Kopi Gayo terkenal sebagai salah satu kopi terbaik dunia. Di budidayakan menggunakan pupuk organik dan digerakkan oleh masyarakat lokal, dengan rata-rata kepemilikan lahan yang tidak terlalu luas, sekitar 1-2 hektare saja.

Bupati Aceh Tengah Nasarudin mengatakan, pihaknya berusaha mempertahankan kepemilikan dan skala bisnis Kopi Gayo. Pemerintah tidak mengizinkan perkebunan swasta membuka atau membeli lahan kopi.

Kopi Gayo kini diekspor ke paling tidak 18 negara, hanya sebagian kecil sekitar 20 persen yang diserap pasar lokal.

Perkebunannya terhampar luar di tiga kabupaten, yaitu Bener Meriah, Aceh Tengah dan Aceh Lues dengan luas sekitar 120.000 hektare. Di Aceh Tengah, luas perkebunan kopi sekitar 48.000 hektare yang merupakan tempat gantungan hidup dari 35.000 warga.

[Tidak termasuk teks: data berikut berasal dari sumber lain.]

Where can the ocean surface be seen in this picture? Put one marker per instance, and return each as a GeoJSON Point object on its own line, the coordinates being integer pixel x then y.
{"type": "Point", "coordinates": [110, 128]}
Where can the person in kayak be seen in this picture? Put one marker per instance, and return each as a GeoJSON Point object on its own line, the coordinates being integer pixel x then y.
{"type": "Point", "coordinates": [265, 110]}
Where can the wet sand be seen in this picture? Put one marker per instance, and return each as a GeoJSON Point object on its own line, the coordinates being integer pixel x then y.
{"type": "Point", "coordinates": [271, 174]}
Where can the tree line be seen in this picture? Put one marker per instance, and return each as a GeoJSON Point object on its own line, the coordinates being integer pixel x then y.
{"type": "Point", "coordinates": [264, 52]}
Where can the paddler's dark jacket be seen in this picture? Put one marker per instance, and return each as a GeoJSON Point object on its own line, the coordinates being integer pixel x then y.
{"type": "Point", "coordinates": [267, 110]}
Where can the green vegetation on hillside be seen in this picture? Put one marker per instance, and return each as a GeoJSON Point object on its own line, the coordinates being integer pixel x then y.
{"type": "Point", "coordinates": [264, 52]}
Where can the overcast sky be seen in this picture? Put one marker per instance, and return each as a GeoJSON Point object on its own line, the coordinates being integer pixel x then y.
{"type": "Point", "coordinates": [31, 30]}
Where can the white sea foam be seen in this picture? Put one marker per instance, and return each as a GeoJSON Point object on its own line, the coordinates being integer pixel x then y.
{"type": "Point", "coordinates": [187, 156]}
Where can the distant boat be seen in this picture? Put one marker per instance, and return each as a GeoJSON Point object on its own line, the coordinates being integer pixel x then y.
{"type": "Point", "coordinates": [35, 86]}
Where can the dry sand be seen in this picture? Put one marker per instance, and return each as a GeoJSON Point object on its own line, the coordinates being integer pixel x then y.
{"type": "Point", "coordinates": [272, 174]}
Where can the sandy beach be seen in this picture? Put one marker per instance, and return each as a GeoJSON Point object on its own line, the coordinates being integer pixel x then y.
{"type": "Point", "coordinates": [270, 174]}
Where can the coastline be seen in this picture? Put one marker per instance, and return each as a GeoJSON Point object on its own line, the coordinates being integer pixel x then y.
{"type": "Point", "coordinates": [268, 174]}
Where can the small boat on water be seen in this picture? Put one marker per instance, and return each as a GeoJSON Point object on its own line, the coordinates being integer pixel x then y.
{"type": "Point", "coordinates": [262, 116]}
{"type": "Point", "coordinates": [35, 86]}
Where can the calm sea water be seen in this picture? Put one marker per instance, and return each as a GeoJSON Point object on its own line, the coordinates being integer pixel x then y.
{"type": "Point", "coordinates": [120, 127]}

Meski sangat luas, perkebunan Kopi Gayo menghadapi masalah produktivitas lahan, yakni hanya menghasilkan sekitar 750 kilogram kopi per hektar. Jauh di bawah perkebunan kopi di Amerika Tengah dan Vietnam yang sudah mencapai 1 ton.

Pemerintah berencana membentuk kawasan ekonomi khusus Gayo-Alas untuk mengembangkan perekonomian berbasis kopi, industri kreatif dan pariwisata di kawasan tersebut.